Saturday, September 2, 2023

Purity of Heart Is to Will One Thing.

 

Purity of Heart Is to Will One Thing.


“Psalm 73:25-- ‘Whom have I in heaven but you? And earth has nothing I desire besides you.’ Packer adds, ‘Nothing, that is, that I would not consent to lose if adhering to God required it. It is a matter of wanting and valuing fellowship with [God] more than I want and value anything else in this world.’”


“[Augustine] says, in short, that you should not begin to pray for all you want until you realize that in God you have all you need. That is, unless we know that God is the one thing we truly need, our petitions and supplications may become, simply, forms of worry and lust. We can use prayer as just another way to pursue many things that we want too much. Not only will God not hear such prayers (because we ask for things selfishly to spend on our lusts [James 4:2-3]), but the prayers will not reorient our perspective and give us any relief from the melancholy burden of self-absorption.”


“Just as faith in Christ cannot accomplish or merit our salvation but is necessary to receive it—so a commitment to put God first and love and follow him supremely is necessary before God can grant our prayers without harming us. If we are living lives in which God does not have our highest allegiance, then we will use prayer instrumentally, selfishly, simply to try to get the things that may be already ruining our lives.”


Selections from Prayer: Experiencing Awe and Intimacy with God

by Timothy Keller

Saturday, August 19, 2023

Something Beyond

 

“Because romantic love is only a prophet,” Kreeft instructs, “it breaks when it turns into a god.”
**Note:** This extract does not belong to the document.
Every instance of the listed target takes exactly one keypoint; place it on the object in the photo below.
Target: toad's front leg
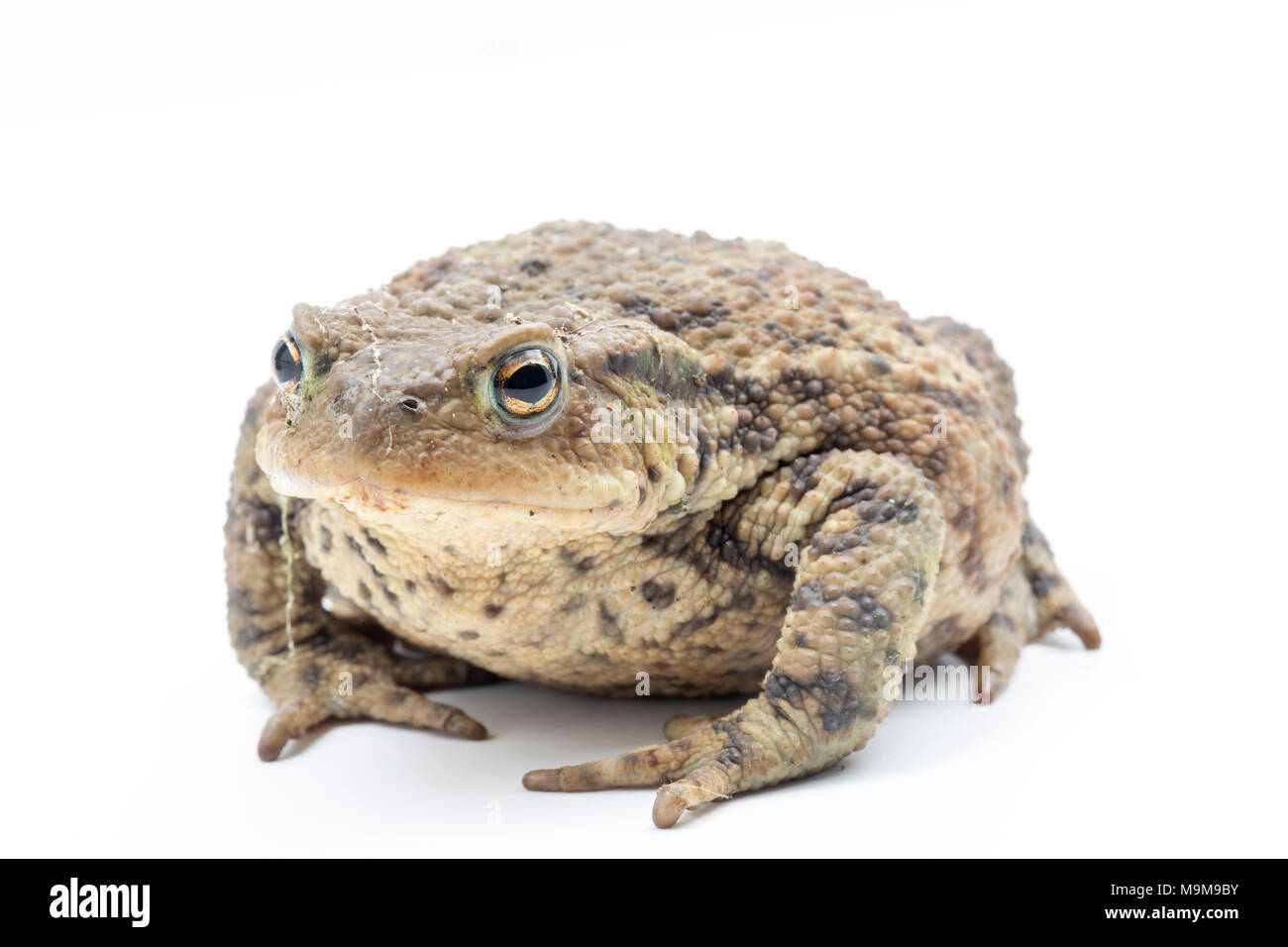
(316, 665)
(872, 535)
Andersen’s story does not make romantic love into an idol. On the contrary, the story communicates a serious admonition about the harm that such an idol can bring upon its worshiper.

. . .

An inordinate erotic attraction to the beloved is bound to lead to unhappiness and ruin. A marble statue is the first object of the Little Mermaid’s desire and yearning for something “beyond”; the young prince is the second. But when she embraces the prince as the final object of her love and desire for happiness, the path of her life becomes twisted and dangerous. She makes the desperate deal with the sea-witch.

The Little Mermaid makes choices, and these choices decide her destiny.


Love and Immortality

Tending the Heart of Virtue

How Classic Stories Awaken a Child’s Moral Imagination

by Vigen Guroian

Tuesday, August 1, 2023

Constancy


 “It is not while beauty and youth are thine own,

And thy cheeks unprofaned by a tear, 

That the fervor and faith of a soul may be known,

To which time will but make thee more dear! 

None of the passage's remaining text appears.